Why traditional VPSs are no longer fit for the modern developer
Virtual private servers, or VPSs, play an essential role in the developer’s toolbox. They present an isolated development space that can be shared with other users, making a cost-effective solution for deploying alpha or beta applications, testing software and experimenting with configurations. The reserved resources grant full control without putting production systems at risk of interference.
But times have changed significantly since VPSs were first introduced at the start of the century. The kinds of projects a typical developer works on have gone from building applications on monolithic architecture to designing complex microservice arrays deployed across distributed cloud environments.
While a developer’s daily work has evolved, standard VPSs haven’t kept pace. Their limited out-of-the-box compatibility with modern DevOps practices and Infrastructure-as-Code environments often makes integration time-consuming. This forces developers to spend significant effort on manual configuration and infrastructure setup, distracting them from core development tasks.
Last June, a study found that UK businesses waste over £10.4 billion each year as developers manually carry out routine tasks. In fact, they spend an average of just 52 minutes a day creating original code. Traditional VPS use has a more direct financial implication, as prepaid models tend to offer limited cost control. Inadvertently exceeding the bandwidth, storage and compute limits can easily lead to budget overruns in the thousands and increase businesses’ cost burden significantly.
A recent study found that 83 per cent of developers experience burnout from work, which isn’t helped by peripheral workloads such as creating and tearing down virtual infrastructure.

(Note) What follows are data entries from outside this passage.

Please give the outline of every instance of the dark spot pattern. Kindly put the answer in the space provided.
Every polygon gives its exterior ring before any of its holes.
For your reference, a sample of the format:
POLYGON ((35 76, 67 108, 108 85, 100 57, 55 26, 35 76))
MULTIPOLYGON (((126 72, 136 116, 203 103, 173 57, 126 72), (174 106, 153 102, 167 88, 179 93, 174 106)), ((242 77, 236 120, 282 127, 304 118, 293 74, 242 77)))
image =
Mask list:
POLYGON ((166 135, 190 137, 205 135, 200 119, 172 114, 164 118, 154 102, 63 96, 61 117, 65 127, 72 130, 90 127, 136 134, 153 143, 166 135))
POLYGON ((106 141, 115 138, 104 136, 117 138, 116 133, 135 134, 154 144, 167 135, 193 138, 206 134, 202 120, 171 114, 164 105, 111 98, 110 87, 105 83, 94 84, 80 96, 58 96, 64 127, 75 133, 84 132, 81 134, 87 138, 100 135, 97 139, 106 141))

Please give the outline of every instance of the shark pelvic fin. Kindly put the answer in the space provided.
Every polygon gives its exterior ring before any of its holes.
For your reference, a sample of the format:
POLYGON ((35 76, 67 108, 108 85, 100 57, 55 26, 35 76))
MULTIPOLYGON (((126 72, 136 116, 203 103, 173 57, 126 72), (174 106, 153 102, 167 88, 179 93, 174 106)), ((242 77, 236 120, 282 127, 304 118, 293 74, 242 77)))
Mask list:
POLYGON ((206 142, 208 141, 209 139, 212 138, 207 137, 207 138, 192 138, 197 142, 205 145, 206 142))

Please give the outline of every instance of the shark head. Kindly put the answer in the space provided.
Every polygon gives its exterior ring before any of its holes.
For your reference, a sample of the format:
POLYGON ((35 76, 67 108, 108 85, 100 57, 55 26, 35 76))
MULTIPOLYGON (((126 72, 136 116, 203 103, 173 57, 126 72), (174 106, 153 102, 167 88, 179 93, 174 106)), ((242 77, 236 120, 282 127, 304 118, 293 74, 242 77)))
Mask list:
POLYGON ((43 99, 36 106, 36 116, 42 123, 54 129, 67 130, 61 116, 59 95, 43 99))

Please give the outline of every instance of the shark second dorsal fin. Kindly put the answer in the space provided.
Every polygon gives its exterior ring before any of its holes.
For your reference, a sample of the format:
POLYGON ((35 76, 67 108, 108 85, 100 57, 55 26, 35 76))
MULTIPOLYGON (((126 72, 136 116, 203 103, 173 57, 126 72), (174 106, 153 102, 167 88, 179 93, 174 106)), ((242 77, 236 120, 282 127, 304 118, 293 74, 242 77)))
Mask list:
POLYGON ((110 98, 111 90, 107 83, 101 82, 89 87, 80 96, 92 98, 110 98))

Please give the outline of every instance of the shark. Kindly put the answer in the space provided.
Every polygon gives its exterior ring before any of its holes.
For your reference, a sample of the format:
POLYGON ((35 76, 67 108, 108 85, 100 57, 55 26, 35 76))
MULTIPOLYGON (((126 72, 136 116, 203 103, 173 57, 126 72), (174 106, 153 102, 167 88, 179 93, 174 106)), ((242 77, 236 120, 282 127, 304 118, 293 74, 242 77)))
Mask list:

While the situation could be aided by larger IT teams, 93 percent of businesses say there is an IT skills gap in the UK jobs market, making hiring talented individuals challenging.
As a result of these issues, cloud provider IONOS has created Cloud Cubes. These cost-effective and flexible VPSs are designed specifically to make the developer’s life easier.
These test environments, built on a true cloud platform, precisely replicate your production environment for seamless development progression.
Cloud Cubes provide a more comprehensive and user-friendly solution than a standard VPS and are built on data-secure, GDPR-compliant infrastructure, so code can move from dev to QA to prod without any heavy lifting. They also offer transparent pay-as-you-go, per-minute billing to prevent overspending. A set of REST APIs allows for easy connection to applications and ensures complete embedding into distributed IT environments.
Container-based technologies also offer a compelling development runtime alternative to virtual machines. Lightweight, portable, and scalable, they free developers to focus on coding rather than system configuration, streamlining continuous integration (CI). This aligns with modern CI/CD workflows, allowing resources to be dynamically allocated on-demand, eliminating bottlenecks caused by manual configuration while code awaits execution.
Cloud-native tools like Kubernetes can be used to automate scaling, load balancing and fault tolerance, ensuring optimal resource allocation.
IONOS offers a Managed Kubernetes service that offers flexible configuration options for efficient resource utilisation and, therefore, cost management. It makes commissioning workspaces quick and easy via the optional Cloud-Init feature, using the supplied SDK or APIs. Setting template values for users and permissions, for example, makes fast replication of environments simple.
With enhanced flexibility, integration, performance and management capabilities, Cloud Cubes and Managed Kubernetes are well-suited for developers looking to optimise their workloads for modern application development and deployment needs.